FIG. 26C is a front cross-sectional perspective view of the receiver 610 of FIG. 26A depicting slot 620 as a carve-out on the annular ring presented by the receiver end.

FIG. 27 depicts a perspective view of receiver 610. The window or aperture 626 for loading and unloading propellant charges is shown with extractor slot 629 visible at the forward end. Bolt handle (locking) slot 628 and hammer pin or key slot 620, through which key 630 for the firing pin runs, are visible at the breech end of the receiver.

FIG. 28 depicts locking lever or bolt lever 700 that is connected to a bolt handle case or assembly cam 702 showing cam notches 704. Cam notches 704a,b are utilized during the transformation of the movement of rotation of the locking lever 700 from rotational movement to a linear action on the bolt. At the end of the rotation when the bolt action is in the CLOSED position, the end of the firing pin key is in mechanical contact with the sear.

FIG. 29A depicts a top perspective view of the firing pin 632 with extending key 630 proximate one end of the firing pin. FIG. 29B depicts a bottom perspective view of the firing pin 632 of FIG. 29A, illustrating the rounded edge 634 of key 630. When the lever is fully open, the front rounded edge 634 of firing pin key 630 is temporarily retained in notch 704a of the bolt handle case 702.

FIG. 30 is a cross-sectional partial view of a muzzleloader bolt action rifle 800 with a magazine 810 inserted therein. The stock 802 is secured within an adjustment groove 804. The trigger guard 807 attaches underneath the stock 805 and the rifle receiver 811. FIG. 31 is a top perspective view of trigger guard casing 808. Trigger guard casing 808 includes a rectangular aperture 812 for receiving a magazine. Two screw holes 813a,b allow for the trigger guard casing 808 to attach to the stock. Fixing screws 820 are used to make this attachment.

FIG. 32 is an exploded view of magazine 810. In front of the magazine housing there is a slot 824 that serves to receive a magazine retaining lever 816, and retain the magazine 810 when the magazine is inserted within the rectangular aperture 812 of trigger guard casing 808. Inside the magazine housing 810 is a lifting spring 826 for biasing the propellant charges upwards towards the receiver.
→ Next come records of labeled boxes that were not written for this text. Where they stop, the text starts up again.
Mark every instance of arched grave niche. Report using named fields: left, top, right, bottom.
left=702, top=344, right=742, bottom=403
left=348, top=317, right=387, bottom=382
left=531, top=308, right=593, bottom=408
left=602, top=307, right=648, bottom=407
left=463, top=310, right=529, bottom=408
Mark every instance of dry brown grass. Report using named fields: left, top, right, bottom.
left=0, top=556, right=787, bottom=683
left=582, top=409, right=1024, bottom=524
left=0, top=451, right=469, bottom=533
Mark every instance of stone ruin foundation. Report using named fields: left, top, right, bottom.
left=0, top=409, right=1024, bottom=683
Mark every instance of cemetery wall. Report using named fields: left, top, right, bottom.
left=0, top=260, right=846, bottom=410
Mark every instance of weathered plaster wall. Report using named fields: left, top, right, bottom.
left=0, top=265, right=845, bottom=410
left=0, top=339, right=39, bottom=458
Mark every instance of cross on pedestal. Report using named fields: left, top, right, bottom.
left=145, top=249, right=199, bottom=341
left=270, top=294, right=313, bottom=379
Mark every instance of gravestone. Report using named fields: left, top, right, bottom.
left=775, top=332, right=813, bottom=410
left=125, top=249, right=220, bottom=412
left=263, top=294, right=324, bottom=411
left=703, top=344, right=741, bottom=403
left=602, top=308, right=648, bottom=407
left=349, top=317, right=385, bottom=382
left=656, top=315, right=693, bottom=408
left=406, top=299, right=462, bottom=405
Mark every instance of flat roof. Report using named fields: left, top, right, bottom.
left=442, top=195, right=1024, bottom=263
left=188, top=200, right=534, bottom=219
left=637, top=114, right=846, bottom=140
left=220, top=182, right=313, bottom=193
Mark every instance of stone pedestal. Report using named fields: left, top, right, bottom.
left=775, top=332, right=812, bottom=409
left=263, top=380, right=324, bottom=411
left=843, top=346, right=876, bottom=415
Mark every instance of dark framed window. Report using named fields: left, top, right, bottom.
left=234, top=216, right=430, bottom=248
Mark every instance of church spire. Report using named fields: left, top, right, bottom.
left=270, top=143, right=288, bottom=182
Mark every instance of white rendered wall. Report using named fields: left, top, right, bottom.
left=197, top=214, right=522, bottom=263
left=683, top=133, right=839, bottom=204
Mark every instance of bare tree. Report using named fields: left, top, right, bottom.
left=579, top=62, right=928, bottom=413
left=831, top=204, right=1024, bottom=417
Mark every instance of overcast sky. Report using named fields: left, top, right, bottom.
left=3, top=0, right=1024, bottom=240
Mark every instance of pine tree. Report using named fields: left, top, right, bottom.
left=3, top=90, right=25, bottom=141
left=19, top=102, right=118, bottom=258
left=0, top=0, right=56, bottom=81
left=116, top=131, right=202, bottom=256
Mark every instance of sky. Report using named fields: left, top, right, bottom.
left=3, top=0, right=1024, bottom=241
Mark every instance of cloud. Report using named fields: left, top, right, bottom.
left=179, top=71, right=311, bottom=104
A support tile 828 serves to guide each propellant charge into the chamber.

FIG. 33 depicts an exploded view of the spring biased, pivotable magazine retaining lever 816 which is insertably held within slot 824, locking the magazine housing in place. Magazine retaining lever 816 is biased by spring 817, and pivots about pin 819. Magazine retaining lever 816 includes a protrusion 816a insertable within slot 824. A finger accessible portion 816b allows the user to release the magazine after use.
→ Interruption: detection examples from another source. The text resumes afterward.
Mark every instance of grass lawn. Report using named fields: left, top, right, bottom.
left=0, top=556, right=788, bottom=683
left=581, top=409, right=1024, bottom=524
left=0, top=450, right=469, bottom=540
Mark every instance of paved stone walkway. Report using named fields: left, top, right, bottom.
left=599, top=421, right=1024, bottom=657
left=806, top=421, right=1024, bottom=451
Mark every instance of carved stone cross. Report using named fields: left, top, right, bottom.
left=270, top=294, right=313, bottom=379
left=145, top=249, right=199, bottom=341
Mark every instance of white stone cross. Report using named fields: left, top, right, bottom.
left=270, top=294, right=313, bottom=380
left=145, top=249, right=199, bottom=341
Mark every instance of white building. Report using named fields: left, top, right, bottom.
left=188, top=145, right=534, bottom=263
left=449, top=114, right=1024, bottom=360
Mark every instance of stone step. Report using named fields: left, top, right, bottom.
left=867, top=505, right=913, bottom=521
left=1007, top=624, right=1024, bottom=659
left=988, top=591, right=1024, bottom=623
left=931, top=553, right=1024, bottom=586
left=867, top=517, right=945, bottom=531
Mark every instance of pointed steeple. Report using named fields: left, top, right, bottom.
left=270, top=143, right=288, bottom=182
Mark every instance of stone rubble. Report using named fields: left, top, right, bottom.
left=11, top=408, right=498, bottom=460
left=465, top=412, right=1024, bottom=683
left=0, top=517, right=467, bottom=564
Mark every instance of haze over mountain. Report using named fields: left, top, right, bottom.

While the present invention has been particularly described, in conjunction with a specific preferred embodiment, it is evident that many alternatives, modifications and variations will be apparent to those skilled in the art in light of the foregoing description. It is therefore contemplated that the appended claims will embrace any such alternatives, modifications and variations as falling within the true scope and spirit of the present invention.

Claims

1. A bolt action rifle having a bolt action assembly, said bolt action assembly comprising: a receiver;a bolt body in slidable communication with said receiver, said bolt body having a first portion with a first diameter and a second portion with a second diameter, said second diameter less than said first diameter, wherein said first and second bolt portions form a step at a junction where said first and second bolt portions meet, said bolt first portion having an exposed bolt face and an aperture for receiving a firing pin tip, said bolt second portion having an attachment mechanism on an end opposite said bolt face;a bolt lever attached to or integral with a bolt casing, wherein said bolt casing includes an annual ring portion insertable around and coaxial with said bolt second portion such that said bolt casing and bolt lever are rotatable about said bolt second portion without rotating said bolt second portion, and said bolt lever and bolt casing are in slidable communication with said bolt second portion and said receiver;a firing pin insertable within and in slidable communication with said bolt, said firing pin having said firing pin tip at an end proximate said bolt face;a resilient mechanism applying a bias force to said firing pin when said bolt lever and bolt casing are held forward in a closed, firing position, said bias force pushing said firing pin towards said bolt face; anda plug attached to said bolt second portion at said attachment mechanism, said plug providing a mechanical stop or said resilient mechanism.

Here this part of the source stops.